Our opinions expressed below are only with respect to the specific and express legal issues addressed, and do not and are not intended to address any other legal issues. No other opinions may be implied from the specific and express opinions set forth below, nor may the taking of any actions on our part be inferred or implied unless specifically and expressly stated.

Our opinions expressed below are based upon, and limited to, our consideration of only those statutes, rules and regulations of the State of Israel which, in our experience, are normally applicable to guarantors of securities of the nature of the Notes.

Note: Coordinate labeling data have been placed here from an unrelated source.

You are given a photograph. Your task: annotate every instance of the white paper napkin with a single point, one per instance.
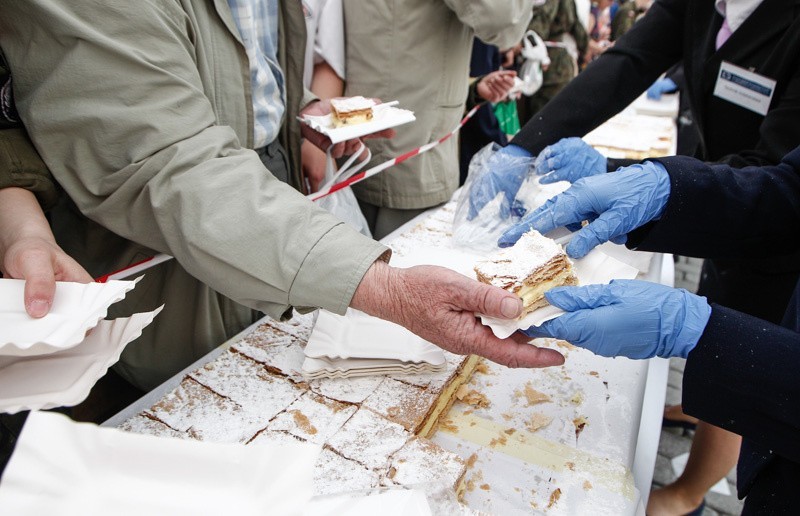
(62, 467)
(64, 378)
(77, 307)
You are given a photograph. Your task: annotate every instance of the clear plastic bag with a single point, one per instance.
(343, 203)
(530, 73)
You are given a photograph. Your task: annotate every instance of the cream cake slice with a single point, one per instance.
(351, 111)
(529, 268)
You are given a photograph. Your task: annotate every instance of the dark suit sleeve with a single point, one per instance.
(613, 81)
(742, 376)
(715, 211)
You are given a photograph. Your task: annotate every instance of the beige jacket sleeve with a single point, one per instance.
(497, 22)
(111, 95)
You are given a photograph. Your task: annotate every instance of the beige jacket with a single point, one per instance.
(142, 111)
(418, 52)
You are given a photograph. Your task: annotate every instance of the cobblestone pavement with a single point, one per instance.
(674, 441)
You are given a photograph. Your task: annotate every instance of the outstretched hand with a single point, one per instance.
(439, 305)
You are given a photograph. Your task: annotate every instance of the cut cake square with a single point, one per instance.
(529, 268)
(351, 110)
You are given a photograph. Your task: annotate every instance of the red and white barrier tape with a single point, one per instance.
(355, 178)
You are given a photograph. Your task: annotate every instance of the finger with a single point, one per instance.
(608, 225)
(584, 297)
(337, 151)
(485, 299)
(516, 352)
(40, 283)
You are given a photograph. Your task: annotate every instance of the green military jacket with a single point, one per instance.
(418, 52)
(551, 21)
(20, 164)
(142, 111)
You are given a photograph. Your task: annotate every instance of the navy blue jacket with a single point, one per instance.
(743, 375)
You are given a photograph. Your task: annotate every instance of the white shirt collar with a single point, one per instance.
(736, 11)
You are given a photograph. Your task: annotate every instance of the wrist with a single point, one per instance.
(375, 291)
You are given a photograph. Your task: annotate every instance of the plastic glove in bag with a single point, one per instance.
(481, 231)
(343, 203)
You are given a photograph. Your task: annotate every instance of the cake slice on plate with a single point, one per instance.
(351, 110)
(534, 265)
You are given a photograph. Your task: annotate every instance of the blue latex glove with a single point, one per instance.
(660, 87)
(569, 160)
(615, 204)
(507, 168)
(629, 318)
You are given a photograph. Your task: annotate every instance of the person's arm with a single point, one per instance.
(126, 126)
(613, 81)
(716, 211)
(29, 251)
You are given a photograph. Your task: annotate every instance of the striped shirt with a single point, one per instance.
(257, 21)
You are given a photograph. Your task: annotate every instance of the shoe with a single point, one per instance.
(699, 510)
(675, 423)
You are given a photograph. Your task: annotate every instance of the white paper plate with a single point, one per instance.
(62, 467)
(76, 308)
(65, 378)
(383, 118)
(358, 335)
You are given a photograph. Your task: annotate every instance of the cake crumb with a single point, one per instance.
(554, 496)
(472, 397)
(538, 421)
(580, 423)
(448, 426)
(302, 421)
(532, 396)
(483, 368)
(502, 441)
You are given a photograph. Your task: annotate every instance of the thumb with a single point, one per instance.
(40, 284)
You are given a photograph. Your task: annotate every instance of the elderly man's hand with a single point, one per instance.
(346, 148)
(29, 251)
(439, 305)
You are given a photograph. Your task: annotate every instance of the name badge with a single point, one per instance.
(744, 88)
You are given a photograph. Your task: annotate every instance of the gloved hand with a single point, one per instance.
(634, 319)
(507, 168)
(569, 160)
(614, 203)
(660, 87)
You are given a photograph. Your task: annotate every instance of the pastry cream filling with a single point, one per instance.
(447, 396)
(532, 293)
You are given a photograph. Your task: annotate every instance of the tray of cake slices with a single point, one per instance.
(354, 117)
(54, 361)
(357, 344)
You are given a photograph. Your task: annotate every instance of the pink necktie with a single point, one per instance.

Based on and subject to the foregoing, we are of the opinion that Teva’s guarantees for the Notes under the Indentures have been duly authorized and executed and constitutes the valid and binding obligations of Teva.

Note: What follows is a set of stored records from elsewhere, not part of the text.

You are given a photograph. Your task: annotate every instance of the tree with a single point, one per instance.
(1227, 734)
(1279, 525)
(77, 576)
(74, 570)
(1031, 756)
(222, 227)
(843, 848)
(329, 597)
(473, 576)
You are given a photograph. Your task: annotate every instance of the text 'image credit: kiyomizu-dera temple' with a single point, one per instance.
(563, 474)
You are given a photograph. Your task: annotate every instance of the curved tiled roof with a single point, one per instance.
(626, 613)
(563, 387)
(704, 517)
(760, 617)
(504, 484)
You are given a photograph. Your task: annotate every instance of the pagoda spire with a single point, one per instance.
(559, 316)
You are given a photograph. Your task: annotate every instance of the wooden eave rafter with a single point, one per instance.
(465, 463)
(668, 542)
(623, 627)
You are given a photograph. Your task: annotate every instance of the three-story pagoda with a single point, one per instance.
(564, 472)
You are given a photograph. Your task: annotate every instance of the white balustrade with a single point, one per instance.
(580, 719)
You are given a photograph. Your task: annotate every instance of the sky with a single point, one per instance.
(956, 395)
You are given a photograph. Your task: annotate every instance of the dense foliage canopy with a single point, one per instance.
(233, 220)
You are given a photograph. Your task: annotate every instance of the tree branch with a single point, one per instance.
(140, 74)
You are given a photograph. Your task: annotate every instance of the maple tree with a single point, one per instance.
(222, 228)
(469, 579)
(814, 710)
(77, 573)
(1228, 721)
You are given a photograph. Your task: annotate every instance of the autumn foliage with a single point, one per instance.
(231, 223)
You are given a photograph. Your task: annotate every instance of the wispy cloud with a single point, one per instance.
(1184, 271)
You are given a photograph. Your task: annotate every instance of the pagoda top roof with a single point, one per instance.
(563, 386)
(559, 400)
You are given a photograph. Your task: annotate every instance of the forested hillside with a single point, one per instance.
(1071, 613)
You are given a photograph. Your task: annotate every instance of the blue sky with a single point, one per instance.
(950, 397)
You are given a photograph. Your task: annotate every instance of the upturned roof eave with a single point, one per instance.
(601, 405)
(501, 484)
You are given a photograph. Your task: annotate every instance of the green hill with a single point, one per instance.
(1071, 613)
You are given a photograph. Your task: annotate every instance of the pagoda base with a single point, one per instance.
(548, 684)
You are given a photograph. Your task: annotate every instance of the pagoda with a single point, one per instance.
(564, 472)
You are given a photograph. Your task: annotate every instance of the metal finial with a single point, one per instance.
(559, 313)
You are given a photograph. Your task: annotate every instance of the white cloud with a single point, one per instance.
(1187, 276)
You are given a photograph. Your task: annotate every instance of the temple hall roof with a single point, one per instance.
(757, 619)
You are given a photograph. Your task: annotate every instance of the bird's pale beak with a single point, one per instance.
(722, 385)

We do not purport to be expert on the laws of any jurisdiction other than the laws of the State of Israel, and we express no opinion herein as to the effect of any other laws.

We hereby consent to the filing of this opinion as an exhibit to the Company’s Current Report on Form 8-K, which is incorporated into the Registration Statement and in accordance with the requirements of Item 601(b)(5) of Regulation S-K promulgated under the Securities Act. By giving our consent, we do not admit that we are in the category of persons whose consent is required under Section 7 of the Securities Act or the rules and regulations issued or promulgated thereunder.

This opinion is being delivered to you for your information in connection with the above matter and addresses matters only as of the date hereof and we assume no obligation to update (including, without limitation, with respect to any action which may be required in the future to perfect or continue the perfection of any security interest) or to supplement such opinions to reflect any fact or circumstance that hereafter may come to our attention or any change in law that hereafter may occur or become effective.

The opinions expressed herein represent the judgment of this law firm as to the legal matters addressed herein but they are not guarantees or warranties as to how a court might rule on such matters and should not be construed as such.

Very truly yours,

/s/ Tulchinsky Marciano Cohen Levitski & Co.

Law Offices

Tulchinsky Marciano Cohen Levitski & Co.